Passadas estas pequenas “anestesias” do quotidiano, acordamos para o que vai ser o novo ano em Portugal, apesar de vermos os centros comerciais cheios e restaurantes compostos. Sabemos que há várias gradações de dificuldades e que elas têm a ver com os níveis de satisfação de bem-estar já atingidos antes da crise: aumentos de rendas de casa, pão e outros alimentos, salários congelados, reformas a partir dos 249 euros congeladas, não vai haver subsídio de Natal neste novo ano. Há aumento das taxas na saúde. Há aumento de transportes públicos. Vai pagar-se mais imposto de IVA. Quem tem casa própria tem o célebre IMI mais caro. Vai trabalhar-se mais horas, pagar-se mais pelo gás que se consome para cozinhar e pela electricidade necessária a todo um conjunto de actividades. Espera-se mais desemprego.
Em contrapartida não se vêem grandes projectos onde as pessoas possam auferir rendimento para pagar tudo isto. Constatam-se factores geradores de infracções públicas e violência na sociedade e antevêem-se crises sociais. Emigrar é prática há muitos anos neste país do Atlântico. Entre 1998 e 2008 registou-se a segunda maior vaga de saídas em 160 anos, logo a seguir ao êxodo dos anos 60. Este ano, 2011, emigraram entre 100 mil a 120 mil portugueses. Em Novembro o número de pessoas que receberam o subsídio de desemprego foi de 307 699.

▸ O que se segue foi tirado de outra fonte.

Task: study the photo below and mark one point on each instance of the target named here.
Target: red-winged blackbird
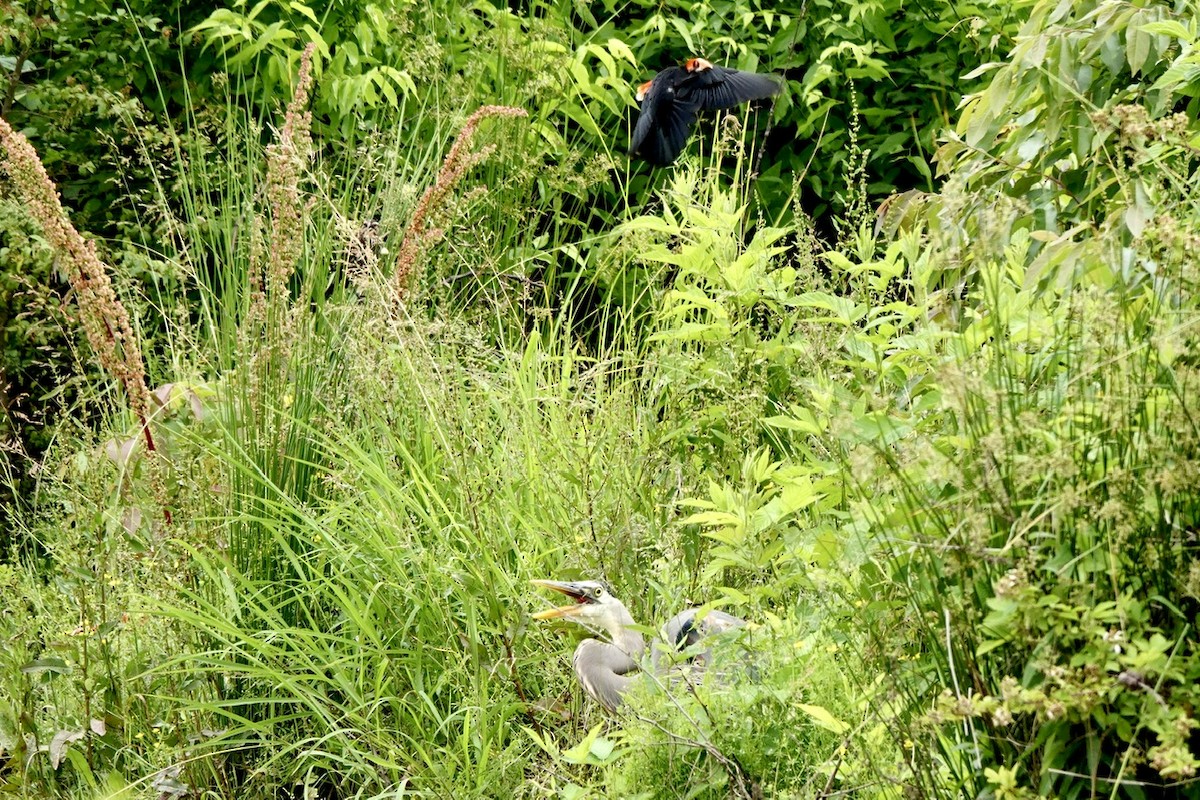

Será um ano difícil, mais acentuado por ser um país pequeno, desta Europa também em crise, e pelo qual será de temer-se restrições às liberdades, panorama onde só a criatividade poderá dar oxigénio às forças anímicas em desgaste. Naturalmente, que o cidadão comum se agarra a raios de esperança e com frequência se ouve: “um povo que conseguiu o feito ímpar de protagonizar os Descobrimentos e de ultrapassar o Adamastor pode certamente vencer a crise da dívida soberana!”.
As comunidades de imigrantes em Portugal há muito que já estão a sofrer com a estagnação de sectores de empregabilidade como a construção civil, restauração e áreas de pequenos serviços. A comunidade cabo-verdiana, a mais antiga e principal pilar da construção civil, tem vindo a reemigrar. A que fica, está também, fragilizada.
Do aviso do PM há que ficar alerta: “Porque são elas (estruturas) que muitas vezes não permitem aos portugueses realizar todo o seu potencial, que reprimem as suas oportunidades, que protegem núcleos de privilégio injustificado, que preservam injustiças e iniquidades, que não recompensam o esforço, a criatividade, o trabalho e a dedicação. São estruturas que têm de ser mudadas", (...) queremos reformas de baixo para cima”, disse.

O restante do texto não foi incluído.